The importance attached to attaining adulthood is obvious from the ubiquity of ceremonies to mark the event. Christopher Booker, in The Seven Basic Plots: Why We Tell Stories argues convincingly that much of our literature has always been concerned with the vital need for youths to become truly adult.
It used to be a very big deal.
Some people find the change an easy one. One minute they’re spending their pocket money on sweets and cheeking teachers and thinking about sex for 98% of their waking hours. The next, they’re working, getting married, taking out a mortgage and thinking about sex for a mere 97% of their waking hours. Many of us, though, find it difficult to adjust - I didn’t start acting like an adult until my late twenties (and only fitfully since then).
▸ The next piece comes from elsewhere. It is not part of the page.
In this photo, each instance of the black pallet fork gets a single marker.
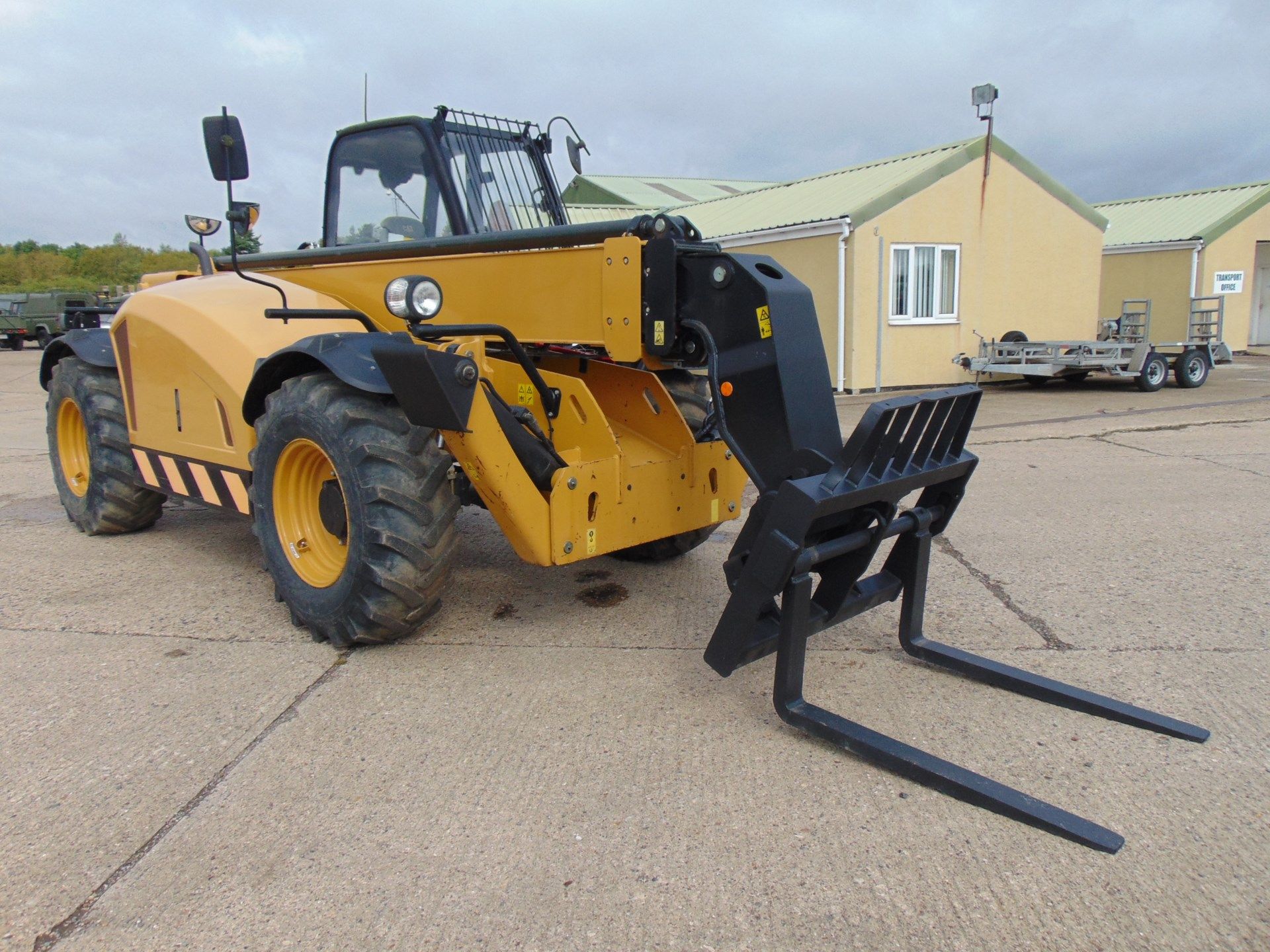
(831, 526)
Being an adolescent basically means dependency: other people pay your way, make major decisions for you, tell you you can’t go out dressed like that, help you out of scrapes, forgive you for occasionally doing breathtakingly dumb things, and generally try to show you what it means to be an adult. Then the training wheels are removed, off you go, and good luck!
But there’s been a huge, accelerating change during the past forty years or so. In the past, many people managed to extend their adolescence indefinitely by a variety of methods: by staying tied to their mother’s apron-strings well into adulthood; by becoming well-paid pop or sports stars in their teens; by using their sexual appeal to get other people to cosset them: or by becoming criminals – lying, cheating and stealing to get what they wanted, then spending long periods in jail, not having to fend for themselves. Those who simply couldn’t be arsed to work for a living – and didn’t have enough energy to beg or start a criminal career - starved to death or ended up in the workhouse in Victorian times, or, later, eked out a pitiful existence on the dole, sneered at by other members of the community.
Now, of course, families in the last category – whether or not they’ve paid a penny in tax or national insurance and whether or not they're British – can sit on their big fat bottoms and wait for the state to give them regular sums of money which often outstrip what their hard-working neighbours could possibly earn.
Society – that’s you and me – still sneers at these perpetual teenagers. The trouble is that many of our political and religious leaders don’t. When the likes of Paddy Pantsdown and Rowan Williams object to a benefits cap of £26,000 for an individual family, what they’re basically saying is that anyone who doesn’t much fancy being an adult (presumably because it means taking responsibility for yourself and your children and not expecting surrogate Mums and Dads to automatically pick up the tab for your breeding habits and general fecklessness) won’t have to face the consequences of their actions, and are therefore free to remain in a state of perpetual adolescence.
I wonder if our society is the first in history in which the majority of those in the religious and political sphere see becoming an adult as more of a lifestyle choice than a necessary and fundamental part of the human experience.